Not so long ago, a German traveller expressed in a newspaper article his disgust at the mess we have made of the road from Ballyconneely to Roundstone, Co Galway. Bungalow after bungalow along the sea road. So much so that he advised his readers to stick to the mountains - unspoiled, he thought. All right if you are a mountain, rambler. Most of us aren't. Would it not be better planning, if people still want to be on the coast, that the houses should be ranged in small settlements, in groups, rather than just strung out along the road? Planning controls strictly enforced.
But if Irish people don't want this, so what? Much of our advertising aimed at Germany is of "Europe's green holiday island", stressing the wild sea coast and cliffs of the west. Ultima Thule stuff, or Hy Brasil if you like. Not that Dublin is neglected. There is much about musical and other pubs, the youth of the population, of the free and easy talk. Of Georgian splendour. And, twice in one week recently, a caller to the west side of Fitzwilliam Square found buses parked, while everyone, it seemed, got out to film the marvellous front doors. "Now you stand in front of it." Germans in one case, two busloads; the second day there were three buses. It probably goes on all day in summer.

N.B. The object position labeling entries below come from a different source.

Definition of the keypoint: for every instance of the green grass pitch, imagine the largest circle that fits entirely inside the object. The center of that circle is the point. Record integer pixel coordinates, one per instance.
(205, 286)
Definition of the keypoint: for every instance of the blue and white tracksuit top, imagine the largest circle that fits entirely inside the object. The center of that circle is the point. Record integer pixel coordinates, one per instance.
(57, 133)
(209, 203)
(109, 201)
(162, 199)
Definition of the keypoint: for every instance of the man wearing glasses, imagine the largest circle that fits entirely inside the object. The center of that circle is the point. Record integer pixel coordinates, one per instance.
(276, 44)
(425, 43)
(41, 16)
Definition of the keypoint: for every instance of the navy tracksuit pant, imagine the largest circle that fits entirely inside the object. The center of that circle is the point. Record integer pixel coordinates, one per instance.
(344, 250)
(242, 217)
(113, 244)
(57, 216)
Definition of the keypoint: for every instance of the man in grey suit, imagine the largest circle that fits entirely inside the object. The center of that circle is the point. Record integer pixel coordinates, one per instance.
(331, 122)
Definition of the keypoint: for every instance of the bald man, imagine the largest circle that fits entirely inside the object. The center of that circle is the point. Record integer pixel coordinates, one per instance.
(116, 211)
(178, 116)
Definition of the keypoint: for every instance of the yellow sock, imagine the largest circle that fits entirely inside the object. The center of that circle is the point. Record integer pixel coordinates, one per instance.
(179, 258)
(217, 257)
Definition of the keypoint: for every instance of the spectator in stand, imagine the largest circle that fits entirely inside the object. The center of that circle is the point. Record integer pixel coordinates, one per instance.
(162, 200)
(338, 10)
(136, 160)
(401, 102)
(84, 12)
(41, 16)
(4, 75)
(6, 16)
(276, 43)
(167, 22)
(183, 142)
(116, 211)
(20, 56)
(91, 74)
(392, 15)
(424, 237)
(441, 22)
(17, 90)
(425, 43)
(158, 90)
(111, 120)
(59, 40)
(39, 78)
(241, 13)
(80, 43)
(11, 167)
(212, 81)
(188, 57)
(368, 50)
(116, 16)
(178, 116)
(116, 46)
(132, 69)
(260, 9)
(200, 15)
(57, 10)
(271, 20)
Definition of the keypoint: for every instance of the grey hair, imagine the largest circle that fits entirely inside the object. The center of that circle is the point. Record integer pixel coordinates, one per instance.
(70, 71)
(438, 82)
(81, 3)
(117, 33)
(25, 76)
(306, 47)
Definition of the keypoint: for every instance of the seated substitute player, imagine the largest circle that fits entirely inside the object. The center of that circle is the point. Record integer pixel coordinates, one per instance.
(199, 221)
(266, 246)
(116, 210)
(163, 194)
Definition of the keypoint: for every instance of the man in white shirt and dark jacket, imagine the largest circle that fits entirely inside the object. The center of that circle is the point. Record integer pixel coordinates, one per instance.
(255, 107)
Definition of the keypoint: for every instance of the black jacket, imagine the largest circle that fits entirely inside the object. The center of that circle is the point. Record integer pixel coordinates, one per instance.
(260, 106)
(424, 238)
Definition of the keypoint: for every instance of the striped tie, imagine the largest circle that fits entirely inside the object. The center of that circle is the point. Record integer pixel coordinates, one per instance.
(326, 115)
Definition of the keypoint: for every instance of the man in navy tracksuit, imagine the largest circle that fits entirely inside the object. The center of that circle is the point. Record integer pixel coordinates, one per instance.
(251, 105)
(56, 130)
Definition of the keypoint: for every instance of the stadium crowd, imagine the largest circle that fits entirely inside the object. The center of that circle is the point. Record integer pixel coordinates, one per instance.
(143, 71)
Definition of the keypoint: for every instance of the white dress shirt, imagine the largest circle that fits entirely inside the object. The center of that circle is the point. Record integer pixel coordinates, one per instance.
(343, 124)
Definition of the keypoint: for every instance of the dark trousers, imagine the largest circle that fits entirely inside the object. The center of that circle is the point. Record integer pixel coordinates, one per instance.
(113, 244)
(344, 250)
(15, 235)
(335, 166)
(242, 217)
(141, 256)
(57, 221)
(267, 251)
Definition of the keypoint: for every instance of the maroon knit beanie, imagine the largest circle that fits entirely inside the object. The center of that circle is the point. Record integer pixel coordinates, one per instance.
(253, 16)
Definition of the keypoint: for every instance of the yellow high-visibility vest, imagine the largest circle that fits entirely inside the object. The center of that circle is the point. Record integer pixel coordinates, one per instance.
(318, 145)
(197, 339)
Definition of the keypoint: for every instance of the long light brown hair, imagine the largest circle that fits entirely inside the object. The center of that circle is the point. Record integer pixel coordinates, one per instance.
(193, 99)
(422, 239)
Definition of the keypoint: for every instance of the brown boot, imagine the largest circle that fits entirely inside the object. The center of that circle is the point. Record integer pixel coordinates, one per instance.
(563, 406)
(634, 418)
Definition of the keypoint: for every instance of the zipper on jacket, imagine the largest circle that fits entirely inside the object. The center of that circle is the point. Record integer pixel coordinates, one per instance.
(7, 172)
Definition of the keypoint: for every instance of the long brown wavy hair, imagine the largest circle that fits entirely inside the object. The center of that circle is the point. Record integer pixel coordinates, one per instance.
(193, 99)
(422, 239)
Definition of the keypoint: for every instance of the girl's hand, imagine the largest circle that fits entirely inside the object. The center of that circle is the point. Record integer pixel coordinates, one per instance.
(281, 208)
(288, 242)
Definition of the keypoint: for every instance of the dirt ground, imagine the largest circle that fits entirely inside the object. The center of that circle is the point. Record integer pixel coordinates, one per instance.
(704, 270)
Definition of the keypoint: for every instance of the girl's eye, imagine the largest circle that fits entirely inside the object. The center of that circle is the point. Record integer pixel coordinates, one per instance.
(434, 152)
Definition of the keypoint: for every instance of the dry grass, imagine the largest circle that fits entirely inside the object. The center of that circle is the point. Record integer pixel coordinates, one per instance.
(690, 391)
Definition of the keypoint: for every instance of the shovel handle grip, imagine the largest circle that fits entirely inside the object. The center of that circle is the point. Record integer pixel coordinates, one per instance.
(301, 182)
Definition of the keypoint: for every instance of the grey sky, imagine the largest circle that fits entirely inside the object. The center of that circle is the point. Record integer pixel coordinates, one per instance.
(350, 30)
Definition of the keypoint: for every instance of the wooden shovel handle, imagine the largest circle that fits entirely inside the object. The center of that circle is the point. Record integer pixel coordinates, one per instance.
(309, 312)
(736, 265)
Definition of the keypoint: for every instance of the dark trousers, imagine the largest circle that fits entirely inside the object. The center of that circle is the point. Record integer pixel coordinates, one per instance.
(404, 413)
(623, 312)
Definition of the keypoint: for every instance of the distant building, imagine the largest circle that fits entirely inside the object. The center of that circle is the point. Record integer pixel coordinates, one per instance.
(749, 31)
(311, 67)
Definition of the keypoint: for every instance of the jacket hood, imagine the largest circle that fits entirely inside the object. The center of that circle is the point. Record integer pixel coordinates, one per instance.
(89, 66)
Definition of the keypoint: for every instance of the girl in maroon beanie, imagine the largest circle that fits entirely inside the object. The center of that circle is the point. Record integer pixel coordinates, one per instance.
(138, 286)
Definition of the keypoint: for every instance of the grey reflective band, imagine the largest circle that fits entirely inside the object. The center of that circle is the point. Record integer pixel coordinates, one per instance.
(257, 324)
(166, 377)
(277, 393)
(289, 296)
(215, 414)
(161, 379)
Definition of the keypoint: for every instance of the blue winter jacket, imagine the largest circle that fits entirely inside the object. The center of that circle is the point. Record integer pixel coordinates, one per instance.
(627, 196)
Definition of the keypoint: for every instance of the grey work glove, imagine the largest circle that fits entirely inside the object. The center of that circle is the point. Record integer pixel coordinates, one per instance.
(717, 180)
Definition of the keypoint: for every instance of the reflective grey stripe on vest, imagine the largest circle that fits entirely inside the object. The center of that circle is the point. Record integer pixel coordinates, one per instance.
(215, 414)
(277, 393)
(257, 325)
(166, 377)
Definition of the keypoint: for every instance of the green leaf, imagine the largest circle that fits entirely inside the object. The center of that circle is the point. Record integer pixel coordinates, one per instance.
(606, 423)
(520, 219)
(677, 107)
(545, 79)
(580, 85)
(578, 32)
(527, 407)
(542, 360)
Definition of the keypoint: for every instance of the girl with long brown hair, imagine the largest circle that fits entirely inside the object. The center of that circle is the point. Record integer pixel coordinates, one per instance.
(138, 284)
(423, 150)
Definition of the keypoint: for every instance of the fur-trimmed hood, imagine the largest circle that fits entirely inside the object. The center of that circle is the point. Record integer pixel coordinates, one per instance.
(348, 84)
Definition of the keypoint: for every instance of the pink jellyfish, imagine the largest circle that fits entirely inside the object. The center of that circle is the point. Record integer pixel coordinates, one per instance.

And it's not just in Ireland they seek open spaces, lonely sea scapes and mountain slopes. There was a long piece in one Hamburg newspaper about the Faroe Islands, where people "enjoy life with Nature". And then there was "sweat, blood and blisters" in Norway. (The German for that winsome bird, the puffin, is parrot diver - Papageientaucher.)
How many of our visitors are backpackers, not so lucrative for tourism; but in ten years or more they may be back looking for luxury hotels. But, whatever of Dublin's charms, the wild beauty of the west Europe's edge must draw many from cities in Europe, though France and Germany have their own beauties. It's a matter of wanting change, on your vacation.
An excruciatingly difficult task to work out the ins and outs, the pluses and minuses in this industry of tourism, which, we are told will soon be our biggest.